Tomó el hábito de bajar al centro a desayunar con más largueza en la cornisa, con Diana, o más tarde con Nadia y Art, o con visitantes. Después del desayuno iba andando hasta las oficinas de CFE, cerca del extremo oriental del paseo marítimo, una buena caminata respirando un aire que cada año era un poquito más salado. En CFE tenía un despacho con ventana y su labor allí era la misma que en Aguas Profundas, servir como enlace con el Instituto del Mar de Hellas y coordinar un variable equipo de areólogos, hidrólogos e ingenieros que concentraban sus investigaciones en las montañas de Amphitrites y Hellespontus, donde se encontraban la mayoría de los acuíferos. Viajaba por la curva de la costa para inspeccionar prospecciones e instalaciones, y con frecuencia se alojaba en la pequeña ciudad portuaria de Montepulciano, en la orilla sudoeste del mar. Cuando regresaba a Odessa se pasaba el día trabajando y luego vagaba por la ciudad y compraba muebles en tiendas de segunda mano, o ropa. Le interesaban mucho las nuevas modas y cómo cambiaban con las estaciones; aquélla era una ciudad elegante, la gente vestía bien, y las últimas tendencias daban a Maya un aire de madura nativa de complexión menuda y porte erguido y regio. A menudo, al caer la tarde, de camino a casa, decidía ir a la cornisa o se sentaba en el parque que había debajo, y en verano cenaba temprano en alguno de los restaurantes de la playa. En otoño una flotilla de barcos anclaba en el puerto, y tendían pasarelas que los comunicaban entre sí y vendían entradas para la fiesta del vino, y después de oscurecer había fuegos de artificio sobre el lago. En invierno la oscuridad se abatía temprano sobre el mar, y las aguas cercanas a la orilla se cubrían de hielo, que reflejaba los colores del cielo, salpicado de patinadores y veloces trineos de vela.

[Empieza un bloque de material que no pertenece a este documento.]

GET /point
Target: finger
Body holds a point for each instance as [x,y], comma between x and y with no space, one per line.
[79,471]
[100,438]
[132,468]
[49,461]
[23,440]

Durante una de esas solitarias cenas crepusculares de Maya una compañía teatral puso en escena
El círculo de tiza caucasiano
en un callejón contiguo, y algo en la iluminación de la obra la obligó a mirar por entre las rendijas de las tablas. Apenas pudo seguir la trama, pero algunos momentos la impresionaron por su fuerza, sobre todo los apagones durante los cuales se suponía que la acción se detenía, con los actores inmóviles sobre el escenario en la luz pálida, y que sólo necesitaban un toque de azul para ser perfectos, pensó.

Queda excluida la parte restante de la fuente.